The next time you eat at Duo Restaurant in Highland, you might notice something odd about your check.
Starting last week, the farm-to-table restaurant is adding a 2 percent “livable wage surcharge” to customer’s bills and giving all of it to its un-tipped, back-of-the-house staff.
“There is a wage discrepancy between kitchen staff and service staff,” said Keith Arnold, who co-owns the restaurant with his wife, Stephanie Bonin. “And how that happened is anytime a restaurant needs to increase menu prices to cover anything — rent, energy, increased wages, you name it — when you do that, the service staff gets an automatic pay increase. The kitchen does not.”
So how does that happen?
Well, even aside from tips, kitchen staff are paid differently than servers and hosts.
“Every January 1 there’s a minimum wage increase and that only hits the service staff,” Arnold explains. “Service staff make service staff minimum wage. It was $2.13 an hour maybe as little as six years ago. Now, it’s 6 something — $6.28. That’s a 300 percent increase, based on the law. And we already pay our back of the house more than minimum wage. They don’t get a bump.”
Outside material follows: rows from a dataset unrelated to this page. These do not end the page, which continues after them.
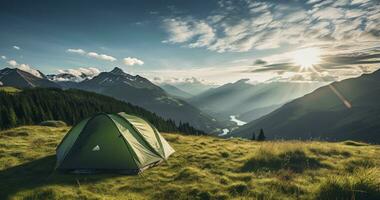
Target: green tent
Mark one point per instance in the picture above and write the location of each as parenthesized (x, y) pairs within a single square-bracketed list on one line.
[(113, 142)]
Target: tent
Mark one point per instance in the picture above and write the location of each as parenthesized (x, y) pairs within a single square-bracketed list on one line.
[(119, 143)]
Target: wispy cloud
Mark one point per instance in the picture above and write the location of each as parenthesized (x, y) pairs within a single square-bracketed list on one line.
[(78, 51), (129, 61), (101, 56), (24, 67), (92, 54), (240, 26)]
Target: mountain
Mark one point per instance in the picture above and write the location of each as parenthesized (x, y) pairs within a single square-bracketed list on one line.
[(32, 106), (140, 91), (67, 77), (323, 114), (257, 113), (241, 97), (21, 79), (176, 92), (193, 86)]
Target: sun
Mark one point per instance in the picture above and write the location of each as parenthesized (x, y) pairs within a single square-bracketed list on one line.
[(306, 58)]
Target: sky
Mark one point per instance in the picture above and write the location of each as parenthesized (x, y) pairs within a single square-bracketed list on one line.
[(213, 41)]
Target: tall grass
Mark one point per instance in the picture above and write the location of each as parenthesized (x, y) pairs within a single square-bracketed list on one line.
[(362, 184)]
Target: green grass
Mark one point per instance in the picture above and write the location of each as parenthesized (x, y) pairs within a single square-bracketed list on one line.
[(9, 89), (202, 168)]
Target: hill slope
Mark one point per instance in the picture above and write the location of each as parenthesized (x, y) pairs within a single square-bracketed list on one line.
[(322, 114), (22, 79), (201, 168), (32, 106), (176, 92), (241, 97), (140, 91)]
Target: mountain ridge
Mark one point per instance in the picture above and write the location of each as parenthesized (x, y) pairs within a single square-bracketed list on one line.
[(322, 114)]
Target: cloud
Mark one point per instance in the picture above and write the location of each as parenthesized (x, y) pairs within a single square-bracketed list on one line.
[(101, 56), (184, 30), (24, 67), (12, 63), (129, 61), (239, 26), (260, 62), (92, 54), (78, 51)]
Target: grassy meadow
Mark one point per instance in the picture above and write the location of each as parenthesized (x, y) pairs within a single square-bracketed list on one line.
[(202, 168)]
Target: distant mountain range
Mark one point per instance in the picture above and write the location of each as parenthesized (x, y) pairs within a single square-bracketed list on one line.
[(323, 114), (193, 86), (133, 89), (248, 101), (174, 91), (22, 79)]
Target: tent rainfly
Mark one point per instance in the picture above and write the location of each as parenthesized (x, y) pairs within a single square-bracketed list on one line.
[(119, 143)]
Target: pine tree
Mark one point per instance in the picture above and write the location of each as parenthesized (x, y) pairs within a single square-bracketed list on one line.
[(253, 136), (261, 136)]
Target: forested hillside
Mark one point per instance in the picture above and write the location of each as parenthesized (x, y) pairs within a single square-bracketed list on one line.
[(32, 106)]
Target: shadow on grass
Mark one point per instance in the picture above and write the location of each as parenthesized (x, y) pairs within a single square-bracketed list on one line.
[(296, 161), (38, 173)]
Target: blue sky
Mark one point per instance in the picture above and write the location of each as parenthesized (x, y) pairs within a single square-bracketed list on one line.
[(172, 41)]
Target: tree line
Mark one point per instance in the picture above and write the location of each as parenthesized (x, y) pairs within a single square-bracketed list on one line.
[(33, 106)]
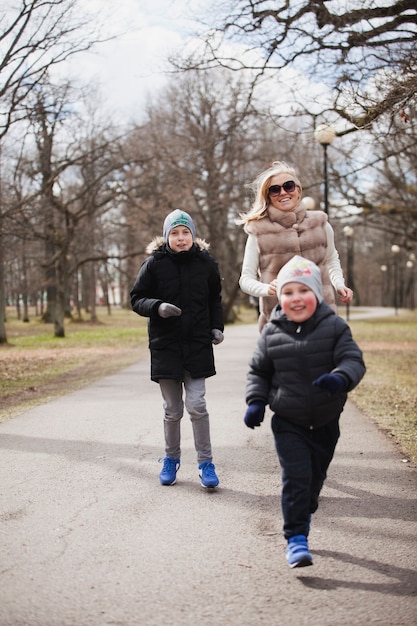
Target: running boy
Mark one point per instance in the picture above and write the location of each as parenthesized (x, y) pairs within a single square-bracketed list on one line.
[(305, 363), (179, 289)]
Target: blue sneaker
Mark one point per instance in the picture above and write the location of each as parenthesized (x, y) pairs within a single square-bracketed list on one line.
[(168, 475), (298, 554), (208, 475)]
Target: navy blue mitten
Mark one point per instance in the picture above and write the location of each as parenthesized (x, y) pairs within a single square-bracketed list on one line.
[(254, 414), (331, 383)]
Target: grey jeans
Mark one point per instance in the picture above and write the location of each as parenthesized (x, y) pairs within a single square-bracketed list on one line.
[(195, 403)]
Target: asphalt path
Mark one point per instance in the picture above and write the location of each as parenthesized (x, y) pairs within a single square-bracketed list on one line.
[(88, 536)]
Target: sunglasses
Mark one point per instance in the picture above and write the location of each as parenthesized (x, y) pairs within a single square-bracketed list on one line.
[(288, 186)]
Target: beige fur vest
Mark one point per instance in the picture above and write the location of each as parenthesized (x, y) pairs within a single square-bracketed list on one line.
[(281, 235)]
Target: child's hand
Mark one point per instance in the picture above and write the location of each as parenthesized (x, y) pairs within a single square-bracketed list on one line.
[(331, 383), (217, 336), (168, 310), (254, 414)]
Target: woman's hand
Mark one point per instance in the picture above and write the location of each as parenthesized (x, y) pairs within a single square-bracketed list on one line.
[(346, 295)]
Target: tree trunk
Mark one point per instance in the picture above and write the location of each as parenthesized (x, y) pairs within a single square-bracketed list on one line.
[(3, 336)]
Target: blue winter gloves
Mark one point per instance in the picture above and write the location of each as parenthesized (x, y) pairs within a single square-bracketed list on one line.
[(331, 383), (217, 336), (254, 414), (168, 310)]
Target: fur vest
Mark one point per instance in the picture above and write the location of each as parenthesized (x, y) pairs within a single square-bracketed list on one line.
[(283, 234)]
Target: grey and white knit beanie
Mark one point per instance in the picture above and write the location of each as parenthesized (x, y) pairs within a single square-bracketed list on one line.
[(178, 218), (301, 270)]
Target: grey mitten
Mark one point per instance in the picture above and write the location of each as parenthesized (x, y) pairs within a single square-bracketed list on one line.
[(168, 310), (217, 336)]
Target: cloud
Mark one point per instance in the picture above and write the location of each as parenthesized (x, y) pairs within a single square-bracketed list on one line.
[(125, 70)]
So that’s where it starts. Now the restaurant has to cover that wage increase, among the other expenses Arnold mentioned, by raising menu prices. And if your food costs more, your 20 percent tip is going to be more. That’s where the gap really grows.
And, no, they can’t mandate tip sharing with back-of-the-house staff. It’s against the law.
“It’s not intuitive to the average diner, which puts us in this role where now we’re educators. I don’t want to be … but the fact of the matter is there’s a problem and we reached a point where we needed to do something to fix it,” Arnold said.
“We’re not doing this to be disruptive. We’re not doing this for any special media coverage … I am all for supporting my incredible team. So that’s why we did this.”